The Doctors’ Association UK (DAUK) has now stepped in to represent students following a string of complaints to The UK Foundation Programme (UKFPO) over their handling of virtual exams.

The UKFPO exam in December was being sat by students all over the country and were using the Pearson VUE system – a secure online testing programme.

One student claimed they were disqualified from their examination for going to the toilet – despite trying to contact the invigilator but not hearing back.

Medical students have claimed they were forced to urinate their seats during exam|By Deadline News - Health News Scotland
The claims where made last week on Twitter.

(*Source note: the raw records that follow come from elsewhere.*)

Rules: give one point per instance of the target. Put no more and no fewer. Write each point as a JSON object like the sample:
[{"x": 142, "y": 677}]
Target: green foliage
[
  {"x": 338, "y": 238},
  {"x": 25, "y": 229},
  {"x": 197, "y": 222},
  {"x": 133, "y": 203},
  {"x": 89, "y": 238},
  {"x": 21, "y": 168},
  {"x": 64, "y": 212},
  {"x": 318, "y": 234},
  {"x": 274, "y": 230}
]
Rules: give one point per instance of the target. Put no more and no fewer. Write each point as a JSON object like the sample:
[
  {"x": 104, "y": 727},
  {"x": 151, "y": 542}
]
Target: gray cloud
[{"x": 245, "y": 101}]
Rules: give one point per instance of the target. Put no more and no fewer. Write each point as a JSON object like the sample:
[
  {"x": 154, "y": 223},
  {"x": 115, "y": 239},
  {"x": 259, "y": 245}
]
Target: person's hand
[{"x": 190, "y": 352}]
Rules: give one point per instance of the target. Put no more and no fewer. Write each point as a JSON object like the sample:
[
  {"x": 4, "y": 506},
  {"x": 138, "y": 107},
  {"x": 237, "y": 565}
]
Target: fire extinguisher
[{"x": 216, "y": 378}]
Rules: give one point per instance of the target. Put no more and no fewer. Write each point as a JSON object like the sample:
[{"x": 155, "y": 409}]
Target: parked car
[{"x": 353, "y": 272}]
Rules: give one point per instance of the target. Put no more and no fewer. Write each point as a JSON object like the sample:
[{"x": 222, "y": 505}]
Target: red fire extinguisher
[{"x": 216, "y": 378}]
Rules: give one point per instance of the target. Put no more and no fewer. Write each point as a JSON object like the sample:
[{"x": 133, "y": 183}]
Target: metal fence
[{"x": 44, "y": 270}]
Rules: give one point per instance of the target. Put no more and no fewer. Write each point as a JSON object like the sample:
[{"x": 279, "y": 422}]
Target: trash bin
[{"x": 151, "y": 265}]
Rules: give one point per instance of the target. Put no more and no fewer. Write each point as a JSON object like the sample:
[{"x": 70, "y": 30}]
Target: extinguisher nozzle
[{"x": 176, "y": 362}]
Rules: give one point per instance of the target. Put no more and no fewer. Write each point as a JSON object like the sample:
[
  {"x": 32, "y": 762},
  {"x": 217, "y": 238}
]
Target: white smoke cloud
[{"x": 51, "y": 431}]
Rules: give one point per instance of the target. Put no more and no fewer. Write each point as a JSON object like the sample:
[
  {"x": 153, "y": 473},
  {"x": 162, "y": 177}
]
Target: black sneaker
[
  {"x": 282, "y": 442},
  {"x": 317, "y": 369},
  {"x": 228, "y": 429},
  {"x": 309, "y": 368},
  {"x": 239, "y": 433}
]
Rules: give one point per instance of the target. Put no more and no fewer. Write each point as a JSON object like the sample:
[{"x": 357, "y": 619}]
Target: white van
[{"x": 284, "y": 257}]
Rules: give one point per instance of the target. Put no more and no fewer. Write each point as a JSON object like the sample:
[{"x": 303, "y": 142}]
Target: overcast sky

Other students have taken to Twitter to claim they did “urinate” in their seats and soaked their carpets to avoid disqualification.

The organisation allegedly disqualified a student for answering a call during the exam as the candidate thought it was Pearson Vue phoning them about an issue.

And one student was disqualified for using blank paper despite the guidance not stating it they claim.

The UKFPO allegedly revoked others for putting on a jumper, turning around to turn off a noisy clock and playing a multimedia question out loud instead of on speakers.

Anonymous medical student shared the shocking treatment of final year medical students on Twitter on Thursday, captioned with: “Final year UK med student here. Going public with some experiences of a compulsory online exam.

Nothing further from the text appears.